Gov. Gavin Newsom hailed President Donald Trump’s visit to California on Wednesday with a threat to sue Trump’s administration to block a controversial plan to increase water deliveries to the San Joaquin Valley.
A day later, Newsom’s administration followed through. Two state agencies and Attorney General Xavier Becerra took Trump’s administration to court Thursday evening, claiming the new water plan will put populations of Delta smelt, Chinook salmon and Central Valley steelhead at severe risk and violates federal environmental law.
Newsom served notice that he would sue just minutes before Trump appeared in Bakersfield on Wednesday to announce his administration had finalized an order removing regulatory roadblocks and enabling the giant Sacramento-San Joaquin Delta pumps to deliver additional water to the southern half of the state.
Appearing with farm leaders and elected officials in the heart of Valley agriculture, the president endorsed new rules governing how water moves through the Sacramento-San Joaquin Delta.

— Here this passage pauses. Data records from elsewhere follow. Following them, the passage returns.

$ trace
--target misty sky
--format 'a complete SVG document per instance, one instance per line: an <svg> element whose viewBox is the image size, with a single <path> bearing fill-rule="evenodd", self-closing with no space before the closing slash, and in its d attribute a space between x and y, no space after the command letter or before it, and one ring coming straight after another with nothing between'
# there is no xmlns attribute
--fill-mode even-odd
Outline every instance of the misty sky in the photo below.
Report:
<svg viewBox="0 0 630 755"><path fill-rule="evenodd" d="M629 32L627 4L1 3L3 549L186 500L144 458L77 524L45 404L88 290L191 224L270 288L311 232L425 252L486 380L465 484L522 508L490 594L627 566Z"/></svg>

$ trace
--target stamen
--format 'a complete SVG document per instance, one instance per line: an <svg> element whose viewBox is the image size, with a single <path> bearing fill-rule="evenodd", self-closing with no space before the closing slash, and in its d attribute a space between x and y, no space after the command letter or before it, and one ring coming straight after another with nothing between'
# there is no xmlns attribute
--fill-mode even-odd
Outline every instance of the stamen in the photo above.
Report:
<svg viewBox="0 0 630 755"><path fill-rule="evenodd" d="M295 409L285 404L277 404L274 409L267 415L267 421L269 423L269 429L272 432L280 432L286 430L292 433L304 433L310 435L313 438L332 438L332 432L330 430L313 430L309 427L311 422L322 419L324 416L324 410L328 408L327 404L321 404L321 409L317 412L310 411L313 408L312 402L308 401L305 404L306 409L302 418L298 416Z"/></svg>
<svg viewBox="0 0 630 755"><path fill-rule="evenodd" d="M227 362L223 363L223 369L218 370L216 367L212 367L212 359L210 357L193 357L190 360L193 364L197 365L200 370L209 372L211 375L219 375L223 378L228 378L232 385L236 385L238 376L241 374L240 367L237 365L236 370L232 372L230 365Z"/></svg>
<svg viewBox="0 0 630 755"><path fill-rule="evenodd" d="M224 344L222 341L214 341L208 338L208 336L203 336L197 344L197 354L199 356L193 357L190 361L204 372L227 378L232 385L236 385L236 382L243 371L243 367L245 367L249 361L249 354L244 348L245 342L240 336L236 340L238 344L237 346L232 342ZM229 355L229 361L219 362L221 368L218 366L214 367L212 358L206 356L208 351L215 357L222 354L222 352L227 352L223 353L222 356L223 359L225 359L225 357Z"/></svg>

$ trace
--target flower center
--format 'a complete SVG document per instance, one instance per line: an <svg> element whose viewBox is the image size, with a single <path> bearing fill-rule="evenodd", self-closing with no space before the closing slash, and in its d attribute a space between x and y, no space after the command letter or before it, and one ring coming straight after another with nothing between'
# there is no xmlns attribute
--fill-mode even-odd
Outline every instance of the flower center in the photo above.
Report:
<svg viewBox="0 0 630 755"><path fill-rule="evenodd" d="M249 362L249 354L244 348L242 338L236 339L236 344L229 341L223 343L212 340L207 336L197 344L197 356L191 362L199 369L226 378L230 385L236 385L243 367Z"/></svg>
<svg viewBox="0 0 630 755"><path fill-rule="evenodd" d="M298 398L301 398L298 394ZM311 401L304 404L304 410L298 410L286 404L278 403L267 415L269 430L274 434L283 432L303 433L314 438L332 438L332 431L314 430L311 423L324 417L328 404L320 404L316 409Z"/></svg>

The decision is designed to open the floodgates so that millions of gallons additional water can flow to urban Southern California and the Valley, where farmers are constantly clamoring for additional supplies.
Trump, speaking to a cheering crowd at an airport hangar in Bakersfield, said his plan will bring “a massive amount of water for the use of California farmers and ranchers and all these communities that are suffering.” He decried state policies that have allowed “millions and millions of gallons (to be) wasted and poured into the ocean” and said he hopes Newsom would fall into line.
With roadblocks to water delivery removed, “you’re going to be able to farm your land and you’re going to be able to do things you never thought possible,” the president added. “Maybe we can get the governor to come along and really be friendly on this one.” He didn’t mention Newsom’s plan to file suit.
Newsom, who has sued Trump over everything from air pollution to immigration, originally threatened to sue over the water plan last fall, saying it could harm the environment.
But the Democratic governor has also tried to find common ground with Trump on water. On Monday he sent the Interior Department a letter acknowledging that Valley farmers need more water and pledging to continue negotiating a compromise with federal officials.